The latest scam circulating these days around the Interwebs includes phishing Microsoft 365 users for their credentials, according to email security vendor Vade.
The technique — known as the right-to-left override (RLO) attack — goes back two decades, and it’s intended to trick Microsoft 365 users into clicking on a file attachment by disguising the file’s extension.
“If the user doesn’t pay attention to the extension and consider the context of the email to determine if it’s legitimate, it is easy to fall into the trap,” Antoine Morel, cybersecurity pre-sales engineer at Vade, told VentureBeat.
The old-new tactic
In the past, the RLO tactic has been used to disguise the “.exe” extension in a file, so that the user who thought they were opening a .txt file, for instance, actually opened a malicious executable file. These days, however, an RLO attack is meant to trick users with an MP3 file — which is presented as being a voicemail.
In one iteration of the attack, the attachment led the user to a webpage, where he/she was asked to enter their Microsoft credentials in order to access the voicemail.
As such, this kind of an attack should be easy to spot — yet the attackers are only looking for a few less tech savvy folks to trick them.
The numbers are growing
The problem is that the number and the breadth of RLO attacks has increased exponentially in the recent weeks. Each campaign consists of a set of emails that share unique characteristics with each other, and a single campaign can include hundreds or thousands of emails to users.
Also, most security vendors aren’t detecting the RLO attachments as malicious, and it is up to companies to increase the employees’ awareness of the trick. This is especially important in this new environment when many folks have started working from home, when it’s becoming common to login to Microsoft’s servers (Teams) for video conferences.

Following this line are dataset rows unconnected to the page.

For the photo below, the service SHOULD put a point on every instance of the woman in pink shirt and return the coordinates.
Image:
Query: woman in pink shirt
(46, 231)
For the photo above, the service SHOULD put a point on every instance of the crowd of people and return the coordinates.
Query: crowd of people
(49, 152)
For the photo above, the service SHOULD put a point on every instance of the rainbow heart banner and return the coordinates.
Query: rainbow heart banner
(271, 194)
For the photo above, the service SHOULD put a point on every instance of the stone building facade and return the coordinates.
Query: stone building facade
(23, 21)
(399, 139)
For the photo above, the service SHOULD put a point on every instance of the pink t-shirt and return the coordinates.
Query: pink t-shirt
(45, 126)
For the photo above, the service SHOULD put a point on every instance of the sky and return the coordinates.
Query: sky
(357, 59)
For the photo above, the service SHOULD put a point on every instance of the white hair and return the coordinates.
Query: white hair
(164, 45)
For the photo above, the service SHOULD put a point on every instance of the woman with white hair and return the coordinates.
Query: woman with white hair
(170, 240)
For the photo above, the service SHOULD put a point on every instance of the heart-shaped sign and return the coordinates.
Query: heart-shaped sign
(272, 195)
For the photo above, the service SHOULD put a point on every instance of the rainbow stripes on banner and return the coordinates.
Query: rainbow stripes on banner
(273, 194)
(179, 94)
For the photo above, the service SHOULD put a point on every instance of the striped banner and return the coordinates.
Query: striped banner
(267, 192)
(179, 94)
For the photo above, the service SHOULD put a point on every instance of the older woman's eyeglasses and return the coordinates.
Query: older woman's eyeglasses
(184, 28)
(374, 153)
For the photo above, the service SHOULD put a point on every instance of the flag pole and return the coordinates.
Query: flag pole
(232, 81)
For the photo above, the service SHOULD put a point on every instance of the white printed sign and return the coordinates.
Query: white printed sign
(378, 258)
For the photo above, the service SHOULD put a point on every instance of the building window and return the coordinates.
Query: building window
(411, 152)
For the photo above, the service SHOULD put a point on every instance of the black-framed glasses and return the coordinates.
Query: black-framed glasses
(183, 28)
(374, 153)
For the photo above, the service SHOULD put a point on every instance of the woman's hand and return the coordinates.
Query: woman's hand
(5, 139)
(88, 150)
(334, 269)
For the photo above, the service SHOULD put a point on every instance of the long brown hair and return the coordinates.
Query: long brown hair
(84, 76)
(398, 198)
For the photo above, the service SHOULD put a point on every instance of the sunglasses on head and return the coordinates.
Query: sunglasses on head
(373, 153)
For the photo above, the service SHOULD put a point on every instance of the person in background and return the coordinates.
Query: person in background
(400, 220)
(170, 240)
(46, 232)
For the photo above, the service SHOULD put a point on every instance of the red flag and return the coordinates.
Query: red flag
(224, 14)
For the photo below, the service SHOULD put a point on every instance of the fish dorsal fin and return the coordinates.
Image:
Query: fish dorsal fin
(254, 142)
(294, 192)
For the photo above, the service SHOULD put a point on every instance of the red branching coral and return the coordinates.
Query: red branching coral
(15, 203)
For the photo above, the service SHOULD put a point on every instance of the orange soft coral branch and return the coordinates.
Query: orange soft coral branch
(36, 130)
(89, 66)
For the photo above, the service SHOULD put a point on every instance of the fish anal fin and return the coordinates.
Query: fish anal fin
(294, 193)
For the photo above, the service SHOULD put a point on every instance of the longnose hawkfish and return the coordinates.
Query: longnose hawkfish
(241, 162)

Microsoft on its end is warning users about this, with the company’s spokesperson saying they “encourage customers to practice good computing habits online, including exercising caution when clicking on links to web pages, opening unknown files, or accepting file transfers.”
The context
We have previously written about phishing as it continues to be a common, but often disastrous, form of cyber attack. According to Proofpoint, in the event of a successful phishing attack – 60% of organizations end up losing data, while 52% suffer a compromise of credentials or accounts. Meanwhile, 47% end up infected with ransomware as a result of a successful phishing attack.
So yes, you have to read those messages carefully in order to stay safe and not open attachments from people you don’t know. That’s common sense and it is our mission to help make it a common practice, as well. Stay safe.